In all probability, there is no clear distinction between old and new and no line that can be drawn to differentiate one form from the other. The album explores these links from either side. Traditional tunes like the opener, Singing Birds/Jack Lattin, explore the quickness and celebratory nature of the banjo, while the drone that lies beneath it hints at a shift in context from the human to the elemental. There is even the suggestion, perhaps, that the banjo itself holds in its wood a shared folk memory. An instrument is created in order to make a specific sound, and that sound, or vestiges of it at the very least, can outlast the human who makes and plays it. In a sense, the instrument is a conduit between past and future; Elswyth understands this better than anyone.

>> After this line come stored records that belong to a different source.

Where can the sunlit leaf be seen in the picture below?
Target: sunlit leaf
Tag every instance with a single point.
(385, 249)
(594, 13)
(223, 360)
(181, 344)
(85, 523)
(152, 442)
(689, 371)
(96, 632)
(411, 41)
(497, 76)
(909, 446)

The drone that underpins the improvised Warm Machinery feels almost like it grows out of the traditional track which precedes it, while another improvised piece, Waken Workshops, seems to splinter and split like refracted light. The remaining non-traditional track, Who Remembers, plays on the banjo’s ability to sound both nostalgic and spooky. It is bright but blurry-edged, a will-o’-the-wisp, a ghost ship of a tune emerging distorted and partly decayed through a mist of eerie fiddle scrapes. It seems a world away from the friendly nostalgia of the tuneful White Cockade/Big Sciota, but in reality, the pair could be two sides of the same mirror.

Lost Gander is an old, expansive tune that shifts back and forth between techniques and moods; in Elswyth’s adroit hands, it takes on the feel of a journey or the ebb of a conversation. The intricate Sugar Hill is addressed with briskness and clarity, and The Sussex Waltz is satisfyingly crunchy. A Fisherman’s Song For Attracting Seals/Full Rigged Ship is structured almost like a narrative, with Kate Gathercole’s fiddle playing more than a supporting role. Especially impressive is Falls Of Richmond/Squirrel Hunters, a pair of American banjo tunes which advance with a low-key menace intercut with a certain playfulness.

It doesn’t really matter whether Jacken Elswyth is a folk musician delving into contemporary techniques or an experimental improviser reaching back to traditional forms. Perhaps she is both, or neither, and the important thing is the music which she has shown can exist simultaneously in the past and in the future through the physical and symbolic body of the banjo. At Fargrounds is one of those albums that stops you in your tracks not once but twice: firstly, with the sheer excellence of Elswyth’s playing and then, if you dig a little deeper, with the breadth of its implications. This is instrumental music that has a lot to say, and it says it with verve, lightness and great skill.